Exercise conditions the heart and stimulates the production of collateral blood vessels, which naturally bypass blocked arteries. Exercise strengthens the pump. If the pump is strong, you get blood to the rest of your organs including your brain.

Exercise is one thing that raises the protective HDL cholesterol, lowers triglycerides and blood pressure, improves insulin sensitivity, and helps decrease obesity—all significant risk factors for cardiovascular disease. Survival of the fittest may have special meaning here.

Take Protective Nutritional Supplements

Nutritional supplements are also an excellent natural treatment for heart disease.

Numerous studies have shown that levels of important protective nutrients decline as we get older. This is why I believe that one of the best things you can do for your cardiovascular system is to take nutritional supplements, including antioxidants, magnesium, B-complex vitamins and other minerals, coenzyme Q10, and fish oil (EPA/DHA).

Don’t become a cardiovascular disease statistic!

Heart disease may be the number one killer in the US. Dr. Mark and I challenge each of you to elect to opt out of the current American trend of overeating and inactivity and take charge of your health.
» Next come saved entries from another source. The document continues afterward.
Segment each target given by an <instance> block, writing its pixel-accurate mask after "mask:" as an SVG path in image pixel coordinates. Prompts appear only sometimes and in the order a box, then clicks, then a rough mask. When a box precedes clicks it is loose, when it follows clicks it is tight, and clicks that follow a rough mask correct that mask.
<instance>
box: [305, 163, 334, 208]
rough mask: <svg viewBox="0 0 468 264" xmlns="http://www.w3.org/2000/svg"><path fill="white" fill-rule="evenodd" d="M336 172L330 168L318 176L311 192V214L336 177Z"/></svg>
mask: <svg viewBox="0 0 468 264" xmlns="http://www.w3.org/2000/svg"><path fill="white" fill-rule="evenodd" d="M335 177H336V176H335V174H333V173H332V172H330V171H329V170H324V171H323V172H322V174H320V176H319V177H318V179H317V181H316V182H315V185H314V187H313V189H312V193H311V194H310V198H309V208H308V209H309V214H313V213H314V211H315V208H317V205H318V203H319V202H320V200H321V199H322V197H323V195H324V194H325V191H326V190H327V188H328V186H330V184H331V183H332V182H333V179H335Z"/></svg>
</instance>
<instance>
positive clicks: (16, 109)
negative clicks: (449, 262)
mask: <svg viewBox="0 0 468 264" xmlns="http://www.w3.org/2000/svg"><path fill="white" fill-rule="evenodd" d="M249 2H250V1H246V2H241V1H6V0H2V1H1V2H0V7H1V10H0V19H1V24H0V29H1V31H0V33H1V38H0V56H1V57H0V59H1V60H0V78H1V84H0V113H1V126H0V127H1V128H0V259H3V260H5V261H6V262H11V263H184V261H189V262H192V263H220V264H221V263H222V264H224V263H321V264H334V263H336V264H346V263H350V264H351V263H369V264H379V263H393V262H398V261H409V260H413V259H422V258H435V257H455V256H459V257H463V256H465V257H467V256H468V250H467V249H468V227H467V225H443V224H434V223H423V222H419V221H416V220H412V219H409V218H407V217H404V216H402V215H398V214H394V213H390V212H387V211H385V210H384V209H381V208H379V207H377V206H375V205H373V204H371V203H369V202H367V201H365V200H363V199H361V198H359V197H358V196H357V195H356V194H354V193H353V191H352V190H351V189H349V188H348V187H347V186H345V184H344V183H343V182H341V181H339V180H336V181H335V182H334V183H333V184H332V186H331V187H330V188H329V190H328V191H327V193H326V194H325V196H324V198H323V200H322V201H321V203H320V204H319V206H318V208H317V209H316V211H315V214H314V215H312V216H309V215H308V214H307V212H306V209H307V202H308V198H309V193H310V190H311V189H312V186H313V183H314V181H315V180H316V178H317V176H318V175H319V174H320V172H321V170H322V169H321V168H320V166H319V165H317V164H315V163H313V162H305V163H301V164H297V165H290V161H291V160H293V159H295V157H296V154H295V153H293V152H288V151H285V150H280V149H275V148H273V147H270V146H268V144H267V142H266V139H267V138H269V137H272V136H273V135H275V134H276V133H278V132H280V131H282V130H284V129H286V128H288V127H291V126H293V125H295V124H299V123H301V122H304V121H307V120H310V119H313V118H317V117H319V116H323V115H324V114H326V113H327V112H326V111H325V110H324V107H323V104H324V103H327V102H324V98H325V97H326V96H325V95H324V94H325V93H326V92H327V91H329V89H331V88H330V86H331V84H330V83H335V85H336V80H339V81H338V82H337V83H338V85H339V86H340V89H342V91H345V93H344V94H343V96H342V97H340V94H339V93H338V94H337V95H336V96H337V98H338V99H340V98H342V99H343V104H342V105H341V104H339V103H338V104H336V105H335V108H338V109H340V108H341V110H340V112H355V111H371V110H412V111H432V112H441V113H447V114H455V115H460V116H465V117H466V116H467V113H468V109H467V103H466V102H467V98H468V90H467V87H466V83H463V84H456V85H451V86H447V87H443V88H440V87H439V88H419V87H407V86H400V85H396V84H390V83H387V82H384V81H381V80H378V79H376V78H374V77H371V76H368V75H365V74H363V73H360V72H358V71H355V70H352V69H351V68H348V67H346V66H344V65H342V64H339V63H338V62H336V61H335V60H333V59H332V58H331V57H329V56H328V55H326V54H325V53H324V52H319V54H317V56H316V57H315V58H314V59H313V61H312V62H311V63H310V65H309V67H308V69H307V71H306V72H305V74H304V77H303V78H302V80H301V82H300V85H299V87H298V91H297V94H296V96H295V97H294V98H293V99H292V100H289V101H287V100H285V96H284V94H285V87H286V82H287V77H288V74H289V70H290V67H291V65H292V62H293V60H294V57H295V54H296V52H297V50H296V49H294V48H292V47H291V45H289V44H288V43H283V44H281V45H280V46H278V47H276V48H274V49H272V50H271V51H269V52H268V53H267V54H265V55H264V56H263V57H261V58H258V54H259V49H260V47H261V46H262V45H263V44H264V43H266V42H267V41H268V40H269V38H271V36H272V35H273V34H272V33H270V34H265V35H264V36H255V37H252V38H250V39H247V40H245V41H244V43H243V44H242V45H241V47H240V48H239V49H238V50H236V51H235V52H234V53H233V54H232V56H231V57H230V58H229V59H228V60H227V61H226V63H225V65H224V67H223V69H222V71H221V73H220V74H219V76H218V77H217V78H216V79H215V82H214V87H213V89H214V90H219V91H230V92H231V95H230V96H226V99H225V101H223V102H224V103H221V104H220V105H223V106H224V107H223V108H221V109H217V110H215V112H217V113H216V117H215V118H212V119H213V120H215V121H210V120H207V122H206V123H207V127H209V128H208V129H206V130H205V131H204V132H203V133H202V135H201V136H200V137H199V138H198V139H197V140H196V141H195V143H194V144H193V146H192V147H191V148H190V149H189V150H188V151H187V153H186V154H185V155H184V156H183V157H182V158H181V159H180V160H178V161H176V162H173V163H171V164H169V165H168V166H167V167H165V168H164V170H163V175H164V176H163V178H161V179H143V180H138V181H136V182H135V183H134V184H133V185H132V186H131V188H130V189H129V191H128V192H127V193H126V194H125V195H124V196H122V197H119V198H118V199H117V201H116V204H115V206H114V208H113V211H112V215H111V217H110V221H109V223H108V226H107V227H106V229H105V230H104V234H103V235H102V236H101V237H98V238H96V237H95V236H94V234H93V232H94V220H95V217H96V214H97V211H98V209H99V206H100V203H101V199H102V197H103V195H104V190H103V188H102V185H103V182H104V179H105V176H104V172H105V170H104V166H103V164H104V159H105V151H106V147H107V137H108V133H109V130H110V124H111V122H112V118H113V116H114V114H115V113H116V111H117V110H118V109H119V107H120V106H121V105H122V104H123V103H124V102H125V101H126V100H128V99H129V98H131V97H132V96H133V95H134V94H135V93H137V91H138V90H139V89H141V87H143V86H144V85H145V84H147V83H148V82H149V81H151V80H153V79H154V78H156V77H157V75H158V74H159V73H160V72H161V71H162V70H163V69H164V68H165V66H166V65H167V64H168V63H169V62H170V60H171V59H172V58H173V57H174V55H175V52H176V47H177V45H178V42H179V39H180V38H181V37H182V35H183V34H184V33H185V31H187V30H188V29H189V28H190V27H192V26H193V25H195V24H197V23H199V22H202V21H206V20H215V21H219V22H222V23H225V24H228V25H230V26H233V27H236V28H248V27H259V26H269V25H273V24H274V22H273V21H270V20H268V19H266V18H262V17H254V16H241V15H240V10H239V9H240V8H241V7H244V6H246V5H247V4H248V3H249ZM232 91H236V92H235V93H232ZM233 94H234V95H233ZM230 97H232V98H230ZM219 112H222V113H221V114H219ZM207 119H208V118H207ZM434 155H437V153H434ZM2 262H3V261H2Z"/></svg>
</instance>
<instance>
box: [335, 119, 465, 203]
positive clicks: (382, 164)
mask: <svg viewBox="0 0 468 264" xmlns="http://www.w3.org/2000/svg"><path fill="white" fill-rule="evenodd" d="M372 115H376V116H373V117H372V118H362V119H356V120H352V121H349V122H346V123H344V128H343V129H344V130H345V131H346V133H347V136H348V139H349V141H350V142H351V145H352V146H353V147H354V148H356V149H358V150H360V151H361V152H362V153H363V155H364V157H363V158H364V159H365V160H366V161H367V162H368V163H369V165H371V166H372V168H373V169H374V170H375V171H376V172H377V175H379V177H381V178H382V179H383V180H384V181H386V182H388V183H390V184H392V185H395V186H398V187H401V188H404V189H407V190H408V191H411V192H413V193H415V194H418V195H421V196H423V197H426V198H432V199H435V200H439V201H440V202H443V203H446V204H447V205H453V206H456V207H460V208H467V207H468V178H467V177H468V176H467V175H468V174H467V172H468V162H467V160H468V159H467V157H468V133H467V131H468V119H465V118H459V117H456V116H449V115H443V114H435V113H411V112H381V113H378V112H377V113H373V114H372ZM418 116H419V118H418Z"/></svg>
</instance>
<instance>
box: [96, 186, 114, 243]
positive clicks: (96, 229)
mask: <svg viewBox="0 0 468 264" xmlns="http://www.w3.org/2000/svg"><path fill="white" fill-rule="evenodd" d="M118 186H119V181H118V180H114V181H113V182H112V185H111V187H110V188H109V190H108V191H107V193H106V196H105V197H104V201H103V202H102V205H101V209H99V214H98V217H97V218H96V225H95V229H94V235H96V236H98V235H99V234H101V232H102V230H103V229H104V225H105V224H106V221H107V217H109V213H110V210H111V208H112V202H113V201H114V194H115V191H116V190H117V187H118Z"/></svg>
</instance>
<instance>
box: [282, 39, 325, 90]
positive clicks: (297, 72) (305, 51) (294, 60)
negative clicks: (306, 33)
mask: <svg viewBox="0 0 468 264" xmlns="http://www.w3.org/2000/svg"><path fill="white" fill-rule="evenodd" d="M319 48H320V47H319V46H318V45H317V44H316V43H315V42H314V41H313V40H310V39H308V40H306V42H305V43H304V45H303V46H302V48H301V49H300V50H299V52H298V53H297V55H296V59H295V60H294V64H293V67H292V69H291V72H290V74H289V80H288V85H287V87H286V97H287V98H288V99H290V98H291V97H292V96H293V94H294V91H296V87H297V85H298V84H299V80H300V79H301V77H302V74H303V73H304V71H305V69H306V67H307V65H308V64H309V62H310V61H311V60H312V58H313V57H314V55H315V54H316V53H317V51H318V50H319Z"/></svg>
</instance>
Don’t wait until you already have cardiovascular disease to change. In this time, it may be too late to recover what is lost. The worst part is that your family may loose you.

To wait until you already have cardiovascular disease is, in the words of Jeremiah Stamler, MD, editor of the Journal of the American Medical Association, “…late, defensive, reactive, time consuming, associated with side effects, costly, only partially successful, and endless.” Don’t put it off any longer.